Tengo un canario amarillo al que he bautizado Hemingway, aunque mi hijo ya lo ha apodado Piticlin, él sabrá por qué. Es una manera como otra de no hablar solo y de tomar una copa con alguien. Aunque ignoro su nacionalidad, procedencia y filiación familiar he observado que cuando le he hablado de Ernest Hemingway ha prestado más atención que al rico alpiste.

He empezado a leerle "El viejo y el mar", después de haberle indicado que el mar es una extensión de agua que él puede ver al final de la terraza. Creo que lo ha entendido perfectamente. Ya vamos por el capítulo en el que el pescador ha atrapado al pez de su vida. Piticlín suelta un canto de contento que da gusto.

Le he aclarado que Hemingway, su padrino, fue un tipo --no le he mencionado que era norteamericano no vaya a ser que lo hayan criado en la Teología de la Liberación-- que se afincó en Cuba porque allí encontró cariño, amor y hasta una manera de vivir dulce y asequible.

He tenido que explicárselo dos veces pero al fin lo ha entendido.

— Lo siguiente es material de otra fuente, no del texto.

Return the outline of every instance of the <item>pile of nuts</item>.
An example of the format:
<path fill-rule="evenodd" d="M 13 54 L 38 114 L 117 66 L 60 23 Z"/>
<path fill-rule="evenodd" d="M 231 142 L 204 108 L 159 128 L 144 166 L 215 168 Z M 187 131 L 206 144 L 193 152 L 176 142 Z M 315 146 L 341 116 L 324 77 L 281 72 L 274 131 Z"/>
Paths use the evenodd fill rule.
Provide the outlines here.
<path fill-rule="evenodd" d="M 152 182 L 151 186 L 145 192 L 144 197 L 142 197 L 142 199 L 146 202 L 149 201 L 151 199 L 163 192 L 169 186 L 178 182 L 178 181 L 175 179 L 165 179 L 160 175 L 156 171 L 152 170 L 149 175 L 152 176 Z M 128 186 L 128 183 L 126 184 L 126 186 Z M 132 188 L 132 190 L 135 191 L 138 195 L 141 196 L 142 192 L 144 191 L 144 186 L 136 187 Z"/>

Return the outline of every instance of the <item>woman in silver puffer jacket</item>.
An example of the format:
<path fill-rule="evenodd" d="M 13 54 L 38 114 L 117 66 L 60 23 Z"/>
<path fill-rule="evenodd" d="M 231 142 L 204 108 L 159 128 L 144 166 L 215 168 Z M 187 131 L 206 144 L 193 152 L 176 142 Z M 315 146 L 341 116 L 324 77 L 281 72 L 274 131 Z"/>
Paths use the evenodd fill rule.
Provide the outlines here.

Cuba vivió una Revolución de cincuenta y tantos años que dejó al mundo boquiabierto. Creo que le gustaría verlo en la pantalla, pero todavía no se ha rodado la auténtica película, que podría ser un documental largo que retrate exclusivamente de mil maneras, como personajes que lo merecen, el ayer, el hoy y hasta el mañana de los verdaderos héroes anónimos y sin grado de esa Revolución que terminó abruptamente con la llegada a La Habana de unas modelos de Chanel y de un presidente de los Estados Unidos, Barack Obama, acompañado hasta por su suegra.

Consistiría en reconstituir sus vidas cuando muy jóvenes tuvieron que sacrificarse ejerciendo trabajos de los más penosos para ayudar a la patria. Seguirlos hasta hoy, qué ha sido de ellos, cómo pudieron llevar de frente el esfuerzo que exigía Cuba y el que demandaban sus, estudios, oficios o profesiones.

Retratarlos actualmente, en 2017,en blanco y negro, recoger sus testimonios de la forma más sincera, emplazarlos en la Cuba actual, cuando ya no se exige a los jóvenes cubanos que además de estudiar y trabajar vayan a cortar caña regularmente o a recoger café, dos mamelas de la agricultura que en los años sesenta eran indispensables.

Uno de esos héroes, como millones de otros, tan anónimos como si no hubiesen existido, pasó retazos de su joven vida, la mejor y la que más pronto se destruye, dedicando mucho tiempo y empeño al corte de la caña de azúcar. Para él era una obligación pero también algunos tenían la impresión de ayudar al país a salir del ostracismo en el que le habían sumergido los norteamericanos.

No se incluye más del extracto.